Tea is poured from a teapot into a cup.

Waddington was met with nothing but positive responses from his new pen pals. “I think there was shock that there was this young kid from America asking them to buy a pound of tea,” he recalls. Along with written responses, Waddington received samples of tea and was networked with even more tea professionals across the world.

After years of exchanging thoughts and teas with growers around the world, Waddington had grown into a tea connoisseur unlike any other. He compares tea’s complexities to those of wine’s. Although unlike wine, tea is sourced from only one plant: Camellia sinensis.

After working as a corporate trainer for Supervalu, Waddington got a spark of inspiration to open his own tea store. While beginning in a spare bedroom, TeaSource has since expanded in its 20 years of operation to feature over 200 teas in three locations. Waddington’s desire for excellence burns as bright as it did when he first opened TeaSource’s doors.

That passion and tea knowledge has been passed on to TeaSource employees, who are able to guide customers toward the right tea choice. Waddington can even figure out what kind of tea customers might drink based off of their favorite apple or preferred type of bread. “I have friends [in business] who cringe when I say this, but my goal has never been to be the biggest tea company in the world. My goal is to say, with honesty and pride, that I can match my teas up against anyone in the world, and I love helping people learn about them.”

Of course, while Waddington’s passion is tea, it’s obvious that his love for the community it’s been able to create is why he sticks around. “The tea industry is very civil, [kind] and [courteous], and that still holds true today,” he says. “Tea people have a bond that crosses cultural backgrounds.”

Such is evidenced in Waddington’s business relationship with Michao, a tea grower from Fuji, Japan, who Waddington maintains correspondence with via messenger apps and email.

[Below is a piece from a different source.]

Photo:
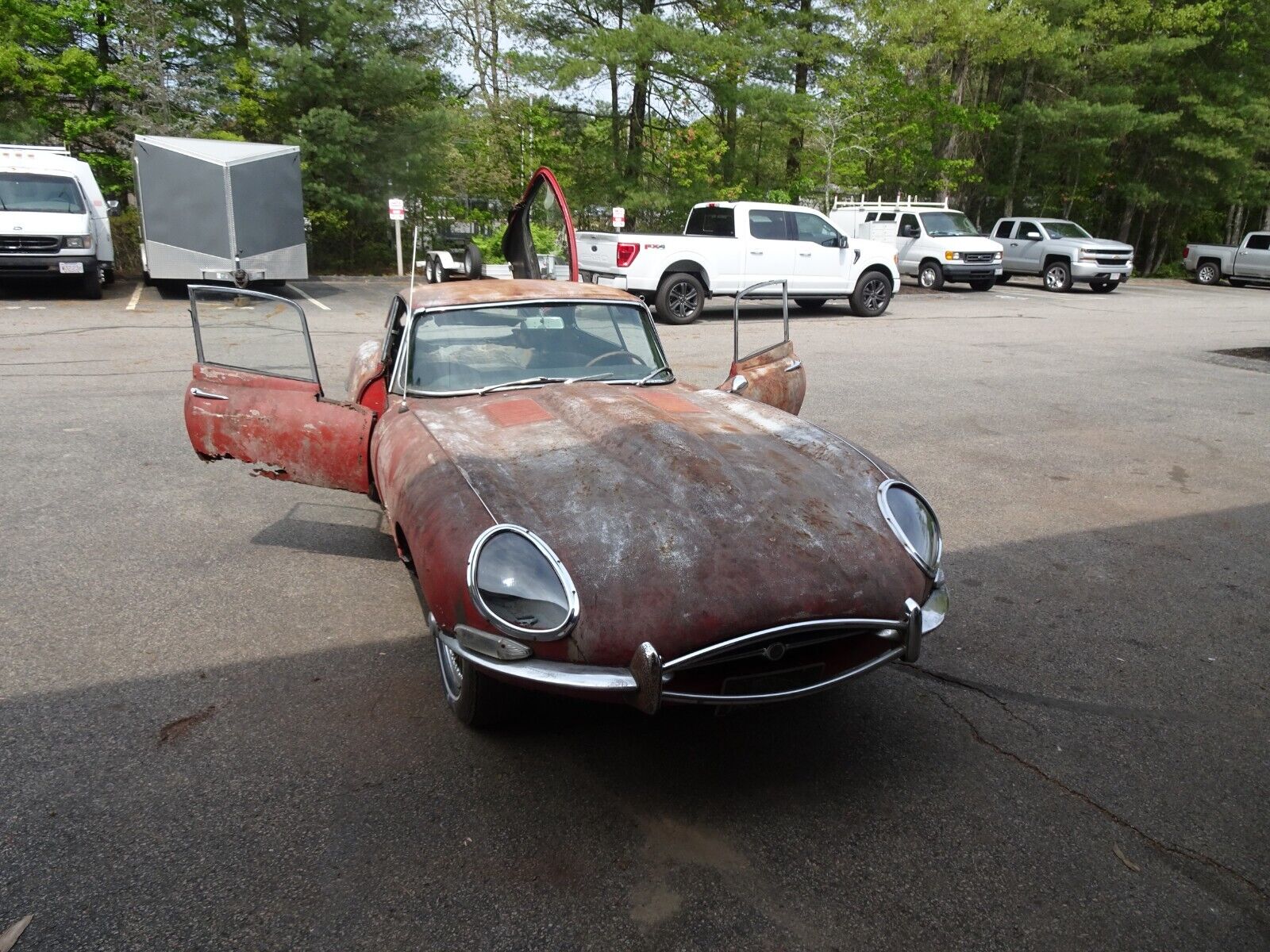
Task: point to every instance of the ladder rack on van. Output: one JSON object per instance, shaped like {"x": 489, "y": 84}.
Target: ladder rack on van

Recently, when Waddington emailed her to ask about what kind of crops she was planning on growing this season, she told him that her tea growing would be put on the back burner temporarily—she was pregnant with twin boys. “[The friendship] was brought together by tea,” he says. Waddington still received tea from Michao and her husband, and he now features them in-store as a special collection with her namesake. “She almost has a little fan club in the Twin Cities,” he says.

Moving forward, Waddington hopes to create more of an online presence for TeaSource while maintaining the unique experience of providing customers a chance to visit one of his tea shops to see, smell and sample some of the best teas from around the globe, with the added benefit of receiving personalized advice from experienced tea experts. “We’re looking for ways to increase the tea experience,” Waddington says. “For everyone.”